On December 8, 2020, the NAEP Research and Development Program hosted a
virtual showcase where awardees presented the work funded under the
Cooperative Agreements Program.
ABOUT THE COOPERATIVE AGREEMENTS
The Cooperative Agreement program is part of the NAEP Research and Development
Program and funded by the National Center for Education Statistics (NCES).
This cooperative agreement opportunity is one avenue in which NAEP continues
to pursue its goal of accurately measuring student progress and advancing the
field of large-scale assessment. The goal of the NAEP Cooperative Agreements
is to provide opportunities to address known challenges and bring new ideas
and innovations to NAEP.
AIR, on behalf of NCES, solicited applications for funding this work, which
was conducted collaboratively with NCES NAEP staff and their contractors.
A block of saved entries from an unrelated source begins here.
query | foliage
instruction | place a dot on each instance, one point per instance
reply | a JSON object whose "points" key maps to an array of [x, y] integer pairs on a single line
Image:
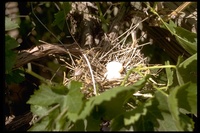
{"points": [[64, 107]]}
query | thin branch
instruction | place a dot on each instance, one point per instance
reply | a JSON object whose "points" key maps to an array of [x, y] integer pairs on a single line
{"points": [[95, 90]]}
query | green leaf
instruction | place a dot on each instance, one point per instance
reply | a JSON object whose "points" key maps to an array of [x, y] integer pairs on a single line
{"points": [[41, 126], [59, 20], [187, 70], [175, 102], [103, 105], [59, 89], [73, 101], [10, 25], [187, 97], [10, 55], [169, 73], [60, 17], [44, 97], [186, 39], [158, 116], [134, 115]]}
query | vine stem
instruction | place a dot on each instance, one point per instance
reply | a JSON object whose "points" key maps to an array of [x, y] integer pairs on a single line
{"points": [[37, 76], [90, 68], [137, 69]]}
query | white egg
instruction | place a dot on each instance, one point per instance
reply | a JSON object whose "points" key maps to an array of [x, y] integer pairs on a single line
{"points": [[112, 75], [114, 70]]}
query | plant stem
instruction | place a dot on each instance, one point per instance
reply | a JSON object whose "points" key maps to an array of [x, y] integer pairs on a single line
{"points": [[37, 76]]}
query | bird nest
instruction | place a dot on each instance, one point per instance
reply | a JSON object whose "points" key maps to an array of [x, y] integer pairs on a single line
{"points": [[91, 67]]}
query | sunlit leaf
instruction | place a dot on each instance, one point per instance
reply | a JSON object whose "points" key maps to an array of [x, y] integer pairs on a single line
{"points": [[187, 70], [158, 116], [174, 103]]}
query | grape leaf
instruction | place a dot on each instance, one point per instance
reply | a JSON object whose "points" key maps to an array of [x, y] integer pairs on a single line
{"points": [[73, 100], [186, 39], [158, 116], [10, 55], [15, 76], [45, 97], [109, 103], [10, 25], [60, 16], [41, 126]]}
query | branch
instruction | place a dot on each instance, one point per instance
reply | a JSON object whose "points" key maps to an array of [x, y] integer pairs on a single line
{"points": [[26, 56]]}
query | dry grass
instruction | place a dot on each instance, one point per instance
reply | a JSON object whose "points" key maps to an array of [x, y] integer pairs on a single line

Funds under this program support development, research, and analysis to
advance NAEP’s testing administration; scoring; analysis and reporting;
secondary data analysis; and product development.
Agenda
Each presentation included a brief Q&A from an expert panel. Click below to
read more about each presentation, watch the webinar, and
download Q&A.
Automated Scoring of NAEP Constructed Response Items | Measurement Incorporated
Presenter(s): Dr. Derek Justice and Dr. Corey Palermo
11:35 am-11:50 am ET
This study investigates the efficacy of automated scoring of NAEP constructed-response items. Three subject areas were examined (Civics, Reading, and U.S. History) in two grades (4 and 8). A total of 24 items with short textual responses and acceptable traditional human scoring agreement metrics were chosen for evaluation. Sample sizes ranging from 1,500 to 2,000 human scored responses were obtained and used to train item-specific models with Measurement Incorporated's Project Essay Grade (PEG) automated scoring engine. Roughly 15 percent of the sample was excluded from training and used as a validation sample to evaluate the performance of each item model. Of the 24 items modeled, 10 passed a set of standard acceptance criteria proposed by Williamson et al. (2012). The accepted models were found to provide a cost-effective alternative to human scoring. Planned future work includes building stakeholder confidence in the accepted models, improving the rejected models, and expanding the automated scoring application to other subject areas where PEG is known to be effective, such as writing.
Williamson, D. M., Xi, X., & Breyer, F. J. (2012). A framework for evaluation and use of automated scoring. Educational Measurement: Issues and Practice, 31(1), 2-13.
TestBuilder: A Test Design Assisting Tool | IAGriva Consulting
Presenter(s): Dr. Igor Griva
11:55am-12:10 pm ET
Assessment personnel often must create parallel student test forms. This presentation introduces TestBuilder, a software program that automates the parallel form creation. The program has a user interface for entering the requirements for the test, with a back-end optimization engine that chooses optimal items based on their Item Response Theory (IRT) parameters and test design constraints. TestBuilder outputs the test forms along with their information functions and can place the forms into test booklets.
Bayesian Probabilistic Forecasting with State NAEP Data | Dr. David Kaplan, University of Wisconsin–Madison
Presenter(s): Dr. David Kaplan, Professor, University of Wisconsin–Madison
12:15–12:30 pm ET
Of critical importance to education policy is monitoring trends in education outcomes over time. In the United States, NAEP has provided data since 1969, with trend data since 1990 at the national level and since 1992 at the state level. In addition, since 2002, selected urban districts (on a trial basis) have also participated. Thus, NAEP can provide important monitoring and forecasting information regarding population-level academic performance. The purpose of this study is to provide a “proof-of-concept” that state NAEP assessments can be used to (1) specify cross-state growth regressions; and (2) develop Bayesian probabilistic predictive models that can be used to forecast trends across states in important educational outcomes while accounting for uncertainty in every step of the modeling process.
Enhancing the Validity of NAEP Interactive Computer Tasks through Detection of Student (Dis)engagement and Augmentation | ACT
Due to the low-stakes assessment context of NAEP, there are long-standing questions about the level of engagement and effort of the participating students and, consequently, about the validity of the reported results. The ACT research team partnered with NCES and AIR to identify potential concerns for student (dis)engagement and test potential changes to increase student engagement in the pilot Interactive Computer Tasks (ICT) in science for grades 4 and 8. In this presentation, Dr. Yigal Rosen and Ms. Kristin Stoeffler will share (1) promising methods to detect student (dis)engagement in pilot ICT tasks; and (2) information about the current effort to validate engagement augmentation techniques with students in virtual cognitive interviews.